Most of the gem deposits in Sri Lanka are clearly of metamorphic genesis reflecting the fact that approximately 90% of Sri Lanka comprises high grade metamorphic rocks. Intense tropical weathering has decomposed and disintegrated the gem bearing rocks to form sedimentary gem deposits.

Skarn and calcium-rich rock types

Recent research has shown that calcium-rich bed- rock is a source for gem minerals within the metamorphic terrain of Sri Lanka. The mineral and fluid inclusions in gem corundum from Sri Lanka and noted that all the fluid inclusions are pure CO2. Thus CO2 is an important indicator of the genesis of the gem minerals. The microthermometry results for the primary inclusions suggested that these corundum formed under granulite facies metamorphism (> 630 ̊C, 5.5 kbar), while the presence of secondary fluid inclusions indicated retrograde post metamorphic cooling and uplift of the source areas. Further, the high density of the fluid inclusions (average density d = 1.05 g/cm3) was considered as being compatible with the formation of corundum under granulite facies metamorphism. Gem deposits located at Bakamuna near the main Elahera gem field an example of a corundum-bearing skarn deposit, and some other examples of this type, at Elahera and at Ohiya respectively.

Aluminous metasedimentary rock types

One of the characteristic features of the Highland Complex is the abundance of aluminous metasedimentary rocks.

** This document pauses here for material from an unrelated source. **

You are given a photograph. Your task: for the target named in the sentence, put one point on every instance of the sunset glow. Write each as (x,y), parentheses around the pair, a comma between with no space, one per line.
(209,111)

These have the chemical composition required for the formation of corundum and other aluminous gem minerals. It is clear that in the Highland Complex a combination of the P-T conditions and a suitable chemical composition has yielded voluminous sources for gems of this type. It is known as these gemstones have an origin related to granulite facies metamorphism involving CO2 flooding, the purging of H2O-rich fluids and partial melting.

Gems of pegmatitic origin

Pegmatites are common in the Highland Complex and  they  are  also  considered  as  important sources of gem minerals. One of the best known pegmatitic gem deposits is the moonstone deposit at  Meetiyagoda,  southern  Sri  Lanka . In addition, moonstones have been located in regions around Balangoda and Kundasale near Kandy. Pegmatites in Sri Lanka also contain gem minerals such as beryl, chrysoberyl, zircon and corundum.